Can I read the .dat.gz files into R without extracting?


I have been using the IPUMS full count data (1900 to 1940) which I downloaded in .dat.gz format, and I load it into RStudio using read_ipums_micro_chunked(), and I get the sub-groups that I need using a filter function. I have not extracted the data on my PC. Do I need to extract the data before I use it in this way?

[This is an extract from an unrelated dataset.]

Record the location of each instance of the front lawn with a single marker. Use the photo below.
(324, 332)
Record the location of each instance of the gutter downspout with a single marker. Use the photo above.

You do not need to extract the data onto your PC before using it after reading it into R with the read_ipums_micro_chunked() function. This function allows you to work with a large dataset without taking up too much RAM at one time by looking at it in chunks (see the read_ipums_micro_chunked() vignette and and this blog post on reading IPUMS data in chunks for more information). It sounds like you are going a step further and creating subsets of your data using the filter function; as long as you assign these subsets as objects, R saves them as their own dataframe in memory.

For example:

Original dataframe:

ddi ← read_ipums_ddi(“usa_00001.xml”)
data ← read_ipums_micro(ddi)

Subsetted dataframe of Minnesota cases only:

data_subset_mn ← filter(data$STATEFIP==27)

In case I mis-understood your question, I will add that .dat.gz files do not need to be uncompressed before they can be read into R using the read_ipums_micro_chunked() function.